Abraxane Improves Response Rates& Progression w/ Fewer Side Effects in Breast C.

Abraxane Improves Response Rates & Progression-free Survival-w/ Fewer Side Effects than Taxotere-in Metastatic Breast C.

Abraxane® Improves Response Rates and Progression-free Survival-with Fewer Side Effects than Taxotere®-in Metastatic Breast Cancer

According to results recently published at the 2006 annual San Antonio Breast Cancer Symposium, Abraxane® (albumin-bound paclitaxel protein-bound particles for injectable suspension) results in better response rates and progression-free survival-and fewer toxic effects-than Taxotere® (docetaxel) in the initial treatment of metastatic breast cancer.

Paclitaxel is a chemotherapy agent commonly used in the treatment of breast cancer. Abraxane is a newer form of paclitaxel that is bound with albumin, a type of protein normally found in the human body. This form of paclitaxel delivers high concentrations of the active ingredient into the cancer cells and, compared to the original form of the drug, reduces the incidence of side effects.

Researchers recently conducted a randomized Phase II trial to directly compare Abraxane to Taxotere in the initial treatment of metastatic breast cancer. In addition researchers evaluated different doses and schedules of Abraxane.

This trial included over 300 women who had not received prior therapy. Study participants were assigned to one of four treatment groups: 1) Abraxane 300 mg/m2 every three weeks; 2) Abraxane 100 mg/m2 weekly for three weeks out of four; 3) Abraxane 150 mg/m2 weekly for three weeks out of four; 4) Taxotere (100 mg/m2) every three weeks.

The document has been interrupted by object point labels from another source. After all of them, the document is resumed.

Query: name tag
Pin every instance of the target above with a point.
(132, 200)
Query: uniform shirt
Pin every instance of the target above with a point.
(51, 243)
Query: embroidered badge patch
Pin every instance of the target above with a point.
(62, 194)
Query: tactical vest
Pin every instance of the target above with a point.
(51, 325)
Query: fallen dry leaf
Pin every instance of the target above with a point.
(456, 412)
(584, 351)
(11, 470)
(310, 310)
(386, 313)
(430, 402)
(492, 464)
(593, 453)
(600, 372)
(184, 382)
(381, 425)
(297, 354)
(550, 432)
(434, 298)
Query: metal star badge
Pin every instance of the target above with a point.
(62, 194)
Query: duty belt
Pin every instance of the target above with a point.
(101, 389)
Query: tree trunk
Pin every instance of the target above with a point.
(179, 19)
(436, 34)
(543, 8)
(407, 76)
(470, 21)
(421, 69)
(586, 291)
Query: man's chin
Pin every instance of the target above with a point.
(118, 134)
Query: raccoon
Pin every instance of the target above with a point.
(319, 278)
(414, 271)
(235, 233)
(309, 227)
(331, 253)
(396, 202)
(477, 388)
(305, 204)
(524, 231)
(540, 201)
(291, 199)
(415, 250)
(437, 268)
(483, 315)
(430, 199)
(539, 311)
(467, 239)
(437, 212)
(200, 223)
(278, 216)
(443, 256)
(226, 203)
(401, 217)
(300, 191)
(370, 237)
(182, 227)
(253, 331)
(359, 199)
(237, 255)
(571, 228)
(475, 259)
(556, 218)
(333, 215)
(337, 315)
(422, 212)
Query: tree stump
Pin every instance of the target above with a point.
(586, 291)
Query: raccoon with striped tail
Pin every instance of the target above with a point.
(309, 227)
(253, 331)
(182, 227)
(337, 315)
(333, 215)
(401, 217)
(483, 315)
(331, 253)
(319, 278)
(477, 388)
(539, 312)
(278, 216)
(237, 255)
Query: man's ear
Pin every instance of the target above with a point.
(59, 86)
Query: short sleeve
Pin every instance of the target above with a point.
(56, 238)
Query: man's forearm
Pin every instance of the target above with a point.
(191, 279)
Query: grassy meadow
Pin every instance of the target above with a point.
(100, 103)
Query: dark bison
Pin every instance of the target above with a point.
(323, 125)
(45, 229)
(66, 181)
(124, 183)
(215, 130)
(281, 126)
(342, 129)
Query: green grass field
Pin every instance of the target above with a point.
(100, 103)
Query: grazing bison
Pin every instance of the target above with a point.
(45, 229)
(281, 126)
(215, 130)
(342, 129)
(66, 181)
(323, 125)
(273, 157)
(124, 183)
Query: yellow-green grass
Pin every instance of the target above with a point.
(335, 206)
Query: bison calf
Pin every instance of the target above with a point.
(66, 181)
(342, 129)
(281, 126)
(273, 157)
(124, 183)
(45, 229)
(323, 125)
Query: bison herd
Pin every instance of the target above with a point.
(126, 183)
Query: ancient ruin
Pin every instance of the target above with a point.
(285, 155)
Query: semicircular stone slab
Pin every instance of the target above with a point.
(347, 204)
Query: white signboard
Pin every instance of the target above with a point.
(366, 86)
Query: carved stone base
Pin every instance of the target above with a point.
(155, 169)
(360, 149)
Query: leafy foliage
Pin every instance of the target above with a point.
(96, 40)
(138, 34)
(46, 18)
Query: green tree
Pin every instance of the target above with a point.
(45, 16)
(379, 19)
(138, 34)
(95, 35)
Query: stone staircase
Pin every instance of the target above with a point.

  • Response rates (the rate of partial or complete disappearance of detectable cancer) were 72% better among patients treated with Abraxane 150 mg/m2 weekly than among patients treated with Taxotere.
  • Response rates were 61% better among patients treated with Abraxane 100 mg/m2 weekly than among patients treated with Taxotere.
  • Response rates were better among patients who received Abraxane every week than among patients who received Abraxane every three weeks.
  • Progression-free survival from all three Abraxane groups was better than in the Taxotere group, although additional follow-up is necessary.
  • Grade 4 neutropenia (low white blood cell count) occurred in 74% of patients treated with Taxotere, compared to only 3%–4% of patients treated with weekly Abraxane.
  • Febrile neutropenia (neutropenia accompanied by fever) occurred in 7% of patients treated with Taxotere, compared with only 1% of patients treated with Abraxane.
  • Grades 1–2 mucositis/stomatitis (sores or inflammation in the mouth) occurred in 20% of patients treated with Taxotere, compared with 3% or less of patients treated with Abraxane.

The researchers concluded that among women with metastatic breast cancer, initial treatment with weekly Abraxane significantly improves response rates compared to treatment with Taxotere and also appears to improve progression-free survival. In addition Abraxane appears to cause fewer toxic effects than Taxotere. Updated results from this Phase II trial will be announced next year, and a Phase III trial comparing Abraxane to Taxotere for initial treatment of metastatic breast cancer is currently being planned.

Reference: Gradishar W, Krasnojon D, Cheporov S, et al. A randomized Phase 2 study of weekly (W) or every-3-week (Q3W) ABI-007 (ABX) versus every-3-week docetaxel as first-line therapy in patients with metastatic breast cancer. Proceedings from the 2006 annual San Antonio Breast Cancer Symposium (SABCS). Oral presentation December 17, 2006. Abstract #46.